Mark 15: 33-47
Have you ever seen someone die? I have. It doesn’t look like it does on TV. I read somewhere that the line between life and death is very fluid. That the only distinguishing feature is that the heart has stopped breathing.
I don’t know if that’s true, you’d have to ask a doctor or nurse about that.
In my job, I’m occasionally called upon to sit with a family as they turn off the respirator in the ICU. Or to say prayers as a loved one breathes so slowly that their slip into death is almost unnoticed.
Jesus’ death wasn’t like that. It was horrible. Painful. Lonely. Being in eyesight of his mother he probably felt for her grief, which would have added to his agony. Jesus’ death was violent and unjust.
Someone said that every death is a violent death. I think there’s something to that. Death, no matter how quick or quiet, is a emptying of a life. A presence. A relationship.
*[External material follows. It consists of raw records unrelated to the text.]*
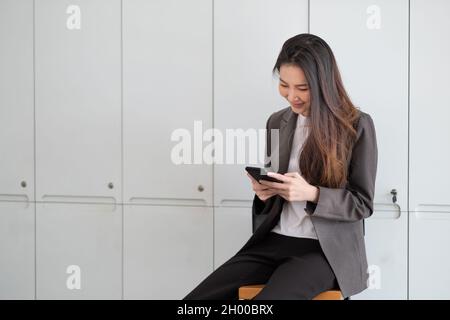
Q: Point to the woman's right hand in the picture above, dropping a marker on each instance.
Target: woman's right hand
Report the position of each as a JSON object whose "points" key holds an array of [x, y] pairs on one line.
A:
{"points": [[263, 192]]}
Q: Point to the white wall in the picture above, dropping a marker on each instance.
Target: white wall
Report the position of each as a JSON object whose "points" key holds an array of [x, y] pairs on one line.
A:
{"points": [[90, 95]]}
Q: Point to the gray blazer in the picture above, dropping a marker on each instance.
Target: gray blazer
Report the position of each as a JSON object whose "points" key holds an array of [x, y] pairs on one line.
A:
{"points": [[339, 213]]}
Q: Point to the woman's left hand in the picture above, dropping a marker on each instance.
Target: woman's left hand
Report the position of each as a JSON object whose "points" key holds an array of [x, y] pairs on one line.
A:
{"points": [[293, 187]]}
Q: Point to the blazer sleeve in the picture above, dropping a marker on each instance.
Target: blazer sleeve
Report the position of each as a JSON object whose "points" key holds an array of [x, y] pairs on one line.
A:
{"points": [[259, 205], [355, 201]]}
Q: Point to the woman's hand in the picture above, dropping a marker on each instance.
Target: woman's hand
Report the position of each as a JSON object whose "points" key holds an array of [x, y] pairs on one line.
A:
{"points": [[293, 187], [263, 192]]}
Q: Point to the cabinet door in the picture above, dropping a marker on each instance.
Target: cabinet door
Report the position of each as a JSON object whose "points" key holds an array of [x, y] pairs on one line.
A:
{"points": [[370, 42], [17, 250], [167, 70], [78, 251], [16, 101], [386, 247], [78, 100], [430, 151], [248, 36], [168, 250]]}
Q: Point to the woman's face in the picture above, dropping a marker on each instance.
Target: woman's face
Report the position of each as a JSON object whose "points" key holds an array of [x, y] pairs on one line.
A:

I think that’s why Jesus’ died so willingly. Not to satisfy the wrath of an angry god who can only be appeased by the death of an innocent. But because the only way to defeat the violence of death was to conquer it from within.
So, Jesus’ death wasn’t just the execution of social and religious radical. But the death that defeated Death. When his head dropped and his spirit left him, Jesus won a victory for the whole world.